Including PFACQ members in RCAs has been one of the largest “wins” in the program thus far. Patients and caregivers are able to consistently demonstrate the importance of their perspectives to the case examination and make substantial contributions at every review. In turn, advisors are impressed with MSK’s efforts to create positive changes, and they can better understand the complexities of providing patient-centered quality care.
New PFACQ Initiatives
In addition to supporting institutional priorities, the council is encouraged by MSK to initiate and lead quality improvement projects salient to its members. Watching ideas become programs invigorates the group and reinforces an open-ended dialogue on optimizing the patient and family experience, illustrating what one advisor has praised as “the importance [MSK] places on the role of patients and caregivers in fulfilling the mission to provide transformative care and generate transformative knowledge.”

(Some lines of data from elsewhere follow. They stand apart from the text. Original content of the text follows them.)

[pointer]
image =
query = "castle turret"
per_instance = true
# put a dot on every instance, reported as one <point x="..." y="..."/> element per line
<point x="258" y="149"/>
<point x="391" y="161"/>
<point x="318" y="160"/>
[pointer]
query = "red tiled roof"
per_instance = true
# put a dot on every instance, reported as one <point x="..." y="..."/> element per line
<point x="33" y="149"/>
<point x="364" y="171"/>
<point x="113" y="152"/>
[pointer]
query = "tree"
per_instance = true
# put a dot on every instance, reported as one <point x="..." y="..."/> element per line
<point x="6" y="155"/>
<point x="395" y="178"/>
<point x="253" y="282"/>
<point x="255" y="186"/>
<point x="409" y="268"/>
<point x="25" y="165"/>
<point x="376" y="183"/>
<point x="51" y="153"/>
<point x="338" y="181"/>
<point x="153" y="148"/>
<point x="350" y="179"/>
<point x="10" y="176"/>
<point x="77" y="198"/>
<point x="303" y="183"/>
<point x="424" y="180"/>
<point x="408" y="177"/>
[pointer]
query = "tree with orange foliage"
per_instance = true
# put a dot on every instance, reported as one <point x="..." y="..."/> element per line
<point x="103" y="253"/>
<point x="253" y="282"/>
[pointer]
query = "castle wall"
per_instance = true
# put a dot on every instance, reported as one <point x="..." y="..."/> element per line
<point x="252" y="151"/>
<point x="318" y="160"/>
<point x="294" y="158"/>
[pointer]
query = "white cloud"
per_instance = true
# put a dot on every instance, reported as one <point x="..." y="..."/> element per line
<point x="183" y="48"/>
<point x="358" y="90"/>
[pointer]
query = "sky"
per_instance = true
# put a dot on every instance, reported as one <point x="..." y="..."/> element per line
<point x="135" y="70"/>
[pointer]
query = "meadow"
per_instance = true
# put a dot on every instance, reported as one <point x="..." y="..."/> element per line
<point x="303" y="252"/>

In response to the invitation, the PFACQ identified several points of transition in care as critical opportunities for improvement:
- The “New Patient Experience” subcommittee provides new patients with the opportunity to talk with an experienced patient prior to their first medical visit for support and guidance.
- The “Transition from Active Treatment to Surveillance” subcommittee focuses on the “in-between” period when the intense care, attention, and concern provided during active treatment are replaced with infrequent visits and confusion about whom to call with questions.

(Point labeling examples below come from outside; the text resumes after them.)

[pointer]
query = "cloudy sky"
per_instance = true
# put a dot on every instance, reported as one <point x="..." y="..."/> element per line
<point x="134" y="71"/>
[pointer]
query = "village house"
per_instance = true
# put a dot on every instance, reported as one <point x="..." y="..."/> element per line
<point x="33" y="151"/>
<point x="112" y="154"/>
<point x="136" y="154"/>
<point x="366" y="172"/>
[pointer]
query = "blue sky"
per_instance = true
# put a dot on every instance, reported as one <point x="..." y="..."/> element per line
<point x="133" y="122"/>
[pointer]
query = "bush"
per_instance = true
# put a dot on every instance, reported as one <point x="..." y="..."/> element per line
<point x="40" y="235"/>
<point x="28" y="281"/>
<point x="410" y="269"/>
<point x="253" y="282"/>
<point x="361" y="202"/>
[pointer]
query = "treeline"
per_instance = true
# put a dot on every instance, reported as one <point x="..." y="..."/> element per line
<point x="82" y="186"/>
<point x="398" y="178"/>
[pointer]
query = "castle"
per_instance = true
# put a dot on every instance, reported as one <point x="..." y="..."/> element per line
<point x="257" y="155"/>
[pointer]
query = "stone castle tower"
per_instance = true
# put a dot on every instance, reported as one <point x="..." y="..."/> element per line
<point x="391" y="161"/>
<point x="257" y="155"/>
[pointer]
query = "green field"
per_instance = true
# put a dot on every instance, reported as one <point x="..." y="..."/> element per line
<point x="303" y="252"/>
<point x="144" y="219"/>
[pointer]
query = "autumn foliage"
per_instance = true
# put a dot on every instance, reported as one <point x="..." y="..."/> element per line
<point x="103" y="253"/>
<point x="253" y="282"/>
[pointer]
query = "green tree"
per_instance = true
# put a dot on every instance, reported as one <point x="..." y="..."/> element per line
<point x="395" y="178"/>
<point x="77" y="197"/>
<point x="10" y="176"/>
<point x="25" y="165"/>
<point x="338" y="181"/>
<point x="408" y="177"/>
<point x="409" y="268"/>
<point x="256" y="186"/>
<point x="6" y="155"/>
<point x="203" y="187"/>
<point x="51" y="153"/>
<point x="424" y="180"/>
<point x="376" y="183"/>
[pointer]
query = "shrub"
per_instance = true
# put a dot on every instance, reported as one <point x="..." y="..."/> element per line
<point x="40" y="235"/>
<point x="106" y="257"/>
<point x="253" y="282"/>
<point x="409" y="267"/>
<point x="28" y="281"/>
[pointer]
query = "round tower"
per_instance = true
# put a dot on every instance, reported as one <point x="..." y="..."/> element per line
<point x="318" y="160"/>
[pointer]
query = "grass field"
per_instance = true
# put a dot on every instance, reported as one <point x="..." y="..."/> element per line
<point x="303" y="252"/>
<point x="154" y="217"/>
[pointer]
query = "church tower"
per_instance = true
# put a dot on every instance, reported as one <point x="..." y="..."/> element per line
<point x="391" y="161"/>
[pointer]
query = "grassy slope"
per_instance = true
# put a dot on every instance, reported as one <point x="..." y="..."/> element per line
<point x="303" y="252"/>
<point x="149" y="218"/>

- The “End of Life” subcommittee examines the quality of communication occurring among patients, families, and providers around palliation, supportive care, and the evolving goals of care for patients with end-stage disease.
As it matures, the PFACQ will continue to seek ways to improve its impact and efficacy, such as by increasing its visibility, leveraging data, refining recruitment and training practices, growing the size and diversity of its membership, and developing new resources (e.g., creating a database of advisor experts and a public website).

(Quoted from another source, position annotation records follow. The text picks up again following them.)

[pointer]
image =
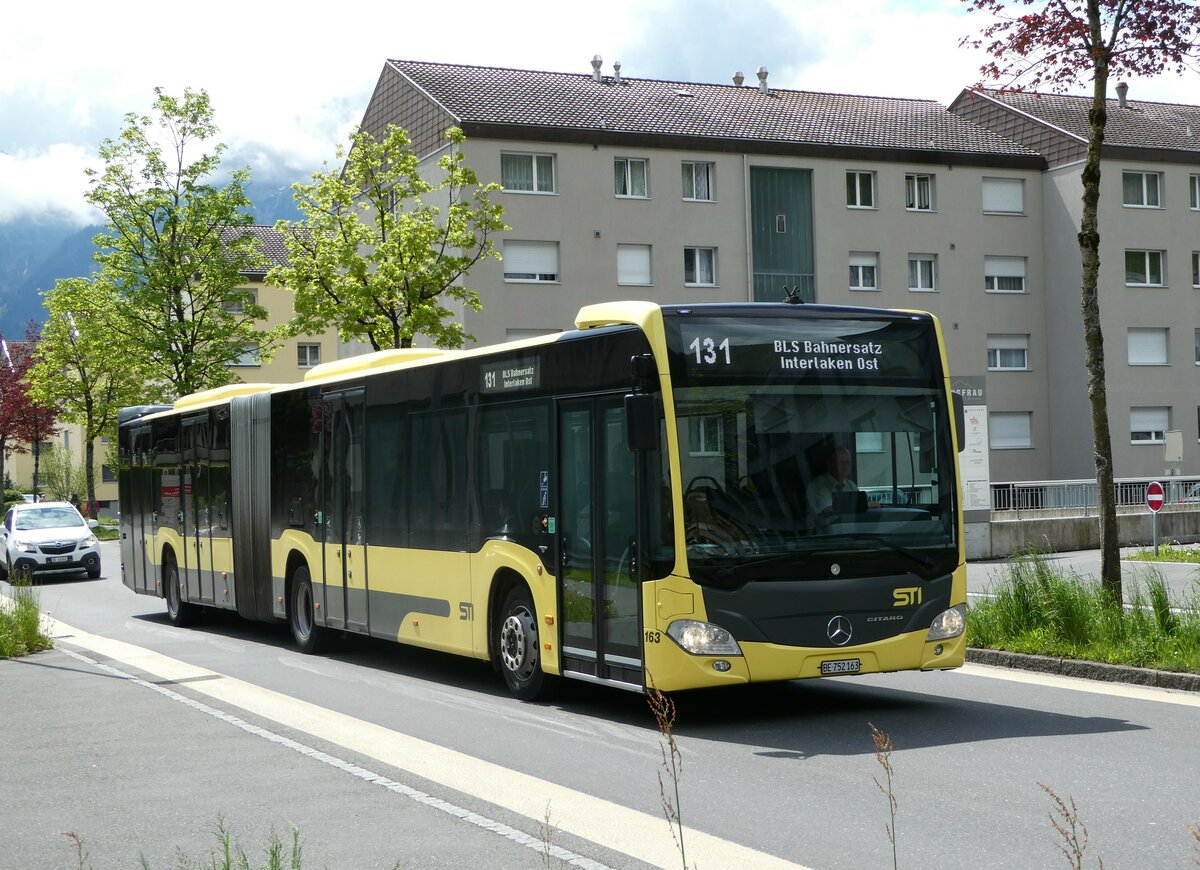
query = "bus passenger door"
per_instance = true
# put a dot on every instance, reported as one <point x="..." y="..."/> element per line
<point x="343" y="504"/>
<point x="597" y="528"/>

Within a remarkably short period, the PFACQ has advanced patient-centeredness to the forefront of care delivery at MSK and is now an indispensable resource when programs affecting patient quality of life are evaluated. Stated simply, the PFACQ has evolved from an idea to an institutional necessity.
We believe that the PFACQ’s key strength — its ability to fill in the gaps between clinicians’ conceptions of patient care and what patients and families think of as critical considerations — is a quality that would allow other PFACs to become catalysts for optimizing patient-centered care in their own health care institutions.